Note: The specific heat of copper is 0.385 J/g °C.
Do not round your answer in the middle of the problem. Round at the very end.
Round your answer to the correct number of sig figs. Your units should be degrees Celsius.
The final temperature of the copper and water after they come to thermal equilibrium is 109.8°C.
What is temperature?Temperature is a measure of the amount of thermal energy present in a substance or object. It is measured in degrees on a scale such as Fahrenheit, Celsius, or Kelvin. Temperature is important in determining the physical and chemical properties of a substance, such as its melting point, boiling point, and specific gravity. Temperature also affects the rate of a chemical reaction and the speed of diffusion.
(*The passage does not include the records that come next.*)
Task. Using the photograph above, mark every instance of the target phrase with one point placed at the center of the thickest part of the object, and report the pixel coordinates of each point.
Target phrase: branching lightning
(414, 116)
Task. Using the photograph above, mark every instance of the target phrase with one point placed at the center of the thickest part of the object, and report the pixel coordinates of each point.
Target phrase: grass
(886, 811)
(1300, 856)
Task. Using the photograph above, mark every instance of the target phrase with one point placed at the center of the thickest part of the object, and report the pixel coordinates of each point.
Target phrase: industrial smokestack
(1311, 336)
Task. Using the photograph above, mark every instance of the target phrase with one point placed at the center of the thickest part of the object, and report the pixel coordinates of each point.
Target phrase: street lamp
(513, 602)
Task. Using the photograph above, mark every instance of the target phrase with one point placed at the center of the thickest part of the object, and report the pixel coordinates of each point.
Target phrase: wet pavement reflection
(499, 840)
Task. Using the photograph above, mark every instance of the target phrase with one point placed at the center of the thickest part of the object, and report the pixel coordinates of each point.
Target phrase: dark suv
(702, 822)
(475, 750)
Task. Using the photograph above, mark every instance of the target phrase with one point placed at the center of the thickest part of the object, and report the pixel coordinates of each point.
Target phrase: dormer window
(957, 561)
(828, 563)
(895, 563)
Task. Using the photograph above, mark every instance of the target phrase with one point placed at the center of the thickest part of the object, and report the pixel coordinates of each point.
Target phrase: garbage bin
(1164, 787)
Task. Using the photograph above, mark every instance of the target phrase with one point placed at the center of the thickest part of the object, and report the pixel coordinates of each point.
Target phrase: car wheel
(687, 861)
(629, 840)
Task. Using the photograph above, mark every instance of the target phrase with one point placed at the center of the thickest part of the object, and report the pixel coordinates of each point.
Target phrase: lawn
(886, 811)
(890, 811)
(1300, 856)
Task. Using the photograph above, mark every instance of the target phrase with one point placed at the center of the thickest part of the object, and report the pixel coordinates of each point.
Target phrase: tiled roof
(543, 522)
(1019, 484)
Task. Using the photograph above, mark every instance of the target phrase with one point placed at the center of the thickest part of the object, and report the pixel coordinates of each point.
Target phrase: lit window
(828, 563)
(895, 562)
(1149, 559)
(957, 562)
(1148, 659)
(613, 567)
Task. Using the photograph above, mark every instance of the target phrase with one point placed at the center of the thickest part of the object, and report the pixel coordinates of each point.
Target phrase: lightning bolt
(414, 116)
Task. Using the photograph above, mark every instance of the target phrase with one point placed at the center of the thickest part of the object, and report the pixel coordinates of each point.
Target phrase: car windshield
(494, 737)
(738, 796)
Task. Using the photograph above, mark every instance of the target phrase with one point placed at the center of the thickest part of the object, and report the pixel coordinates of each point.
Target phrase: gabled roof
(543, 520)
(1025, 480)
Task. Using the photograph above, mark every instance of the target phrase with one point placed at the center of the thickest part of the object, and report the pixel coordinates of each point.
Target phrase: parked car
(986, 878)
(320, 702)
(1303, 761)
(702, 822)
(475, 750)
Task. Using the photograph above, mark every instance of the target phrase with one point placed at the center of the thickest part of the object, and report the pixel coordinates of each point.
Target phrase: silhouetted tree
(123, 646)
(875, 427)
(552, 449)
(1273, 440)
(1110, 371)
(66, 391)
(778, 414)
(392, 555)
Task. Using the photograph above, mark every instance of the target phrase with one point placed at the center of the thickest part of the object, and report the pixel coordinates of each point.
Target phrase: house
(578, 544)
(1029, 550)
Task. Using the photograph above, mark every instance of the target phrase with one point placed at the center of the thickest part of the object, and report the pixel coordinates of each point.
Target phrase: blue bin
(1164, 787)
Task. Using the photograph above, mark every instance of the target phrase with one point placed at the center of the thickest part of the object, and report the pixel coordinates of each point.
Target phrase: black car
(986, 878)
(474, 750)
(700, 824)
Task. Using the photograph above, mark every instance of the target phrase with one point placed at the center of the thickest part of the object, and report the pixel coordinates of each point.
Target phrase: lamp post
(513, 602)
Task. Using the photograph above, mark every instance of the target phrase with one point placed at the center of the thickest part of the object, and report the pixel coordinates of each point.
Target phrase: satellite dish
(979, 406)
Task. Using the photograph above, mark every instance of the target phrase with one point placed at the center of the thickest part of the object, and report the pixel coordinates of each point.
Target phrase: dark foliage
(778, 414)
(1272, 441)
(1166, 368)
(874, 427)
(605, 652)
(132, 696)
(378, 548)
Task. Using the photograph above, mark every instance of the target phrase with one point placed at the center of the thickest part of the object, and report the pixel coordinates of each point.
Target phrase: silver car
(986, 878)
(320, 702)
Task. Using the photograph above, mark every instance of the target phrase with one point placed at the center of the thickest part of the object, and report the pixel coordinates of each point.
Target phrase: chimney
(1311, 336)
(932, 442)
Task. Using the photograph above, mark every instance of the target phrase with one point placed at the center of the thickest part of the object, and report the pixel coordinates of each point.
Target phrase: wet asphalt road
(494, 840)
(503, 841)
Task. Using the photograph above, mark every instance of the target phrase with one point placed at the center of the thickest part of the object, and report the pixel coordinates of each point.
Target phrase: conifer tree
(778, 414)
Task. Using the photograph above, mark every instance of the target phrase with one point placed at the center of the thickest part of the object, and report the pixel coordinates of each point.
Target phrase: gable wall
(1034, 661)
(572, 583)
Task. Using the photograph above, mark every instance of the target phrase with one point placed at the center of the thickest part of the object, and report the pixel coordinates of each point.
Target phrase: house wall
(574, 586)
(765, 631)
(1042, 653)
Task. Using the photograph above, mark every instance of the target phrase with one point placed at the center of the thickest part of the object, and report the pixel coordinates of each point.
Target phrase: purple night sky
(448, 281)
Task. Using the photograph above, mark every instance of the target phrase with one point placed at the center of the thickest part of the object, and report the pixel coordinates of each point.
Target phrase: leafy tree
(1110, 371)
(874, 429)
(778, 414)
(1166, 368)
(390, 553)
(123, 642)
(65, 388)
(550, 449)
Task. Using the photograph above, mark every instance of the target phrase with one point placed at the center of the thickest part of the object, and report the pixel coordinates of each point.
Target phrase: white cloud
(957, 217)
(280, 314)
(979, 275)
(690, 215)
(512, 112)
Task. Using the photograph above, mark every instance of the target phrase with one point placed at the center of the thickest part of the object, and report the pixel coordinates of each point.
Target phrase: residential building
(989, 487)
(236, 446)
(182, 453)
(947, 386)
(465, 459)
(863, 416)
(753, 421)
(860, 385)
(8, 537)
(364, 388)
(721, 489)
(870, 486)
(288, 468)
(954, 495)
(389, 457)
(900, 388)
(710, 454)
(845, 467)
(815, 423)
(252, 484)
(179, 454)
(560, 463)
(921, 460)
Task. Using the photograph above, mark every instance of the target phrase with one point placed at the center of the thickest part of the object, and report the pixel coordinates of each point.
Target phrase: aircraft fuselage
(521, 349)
The change in temperature of the copper can be calculated using the equation
ΔT = (Q/mc), where Q is the heat transferred, m is the mass of the copper, and c is the specific heat of copper.
Q = mcΔT = (192 g)(0.385 J/g °C)(100°C) = 74080 J
The heat transferred from the copper must equal the heat transferred to the water. Therefore,
(74080 J) = (0.85 L)(4.184 J/g°C)(ΔT)
ΔT = (74080 J)/[(0.85 L)(4.184 J/g°C)] = 109.8°C
The final temperature of the copper and water after they come to thermal equilibrium is 109.8°C.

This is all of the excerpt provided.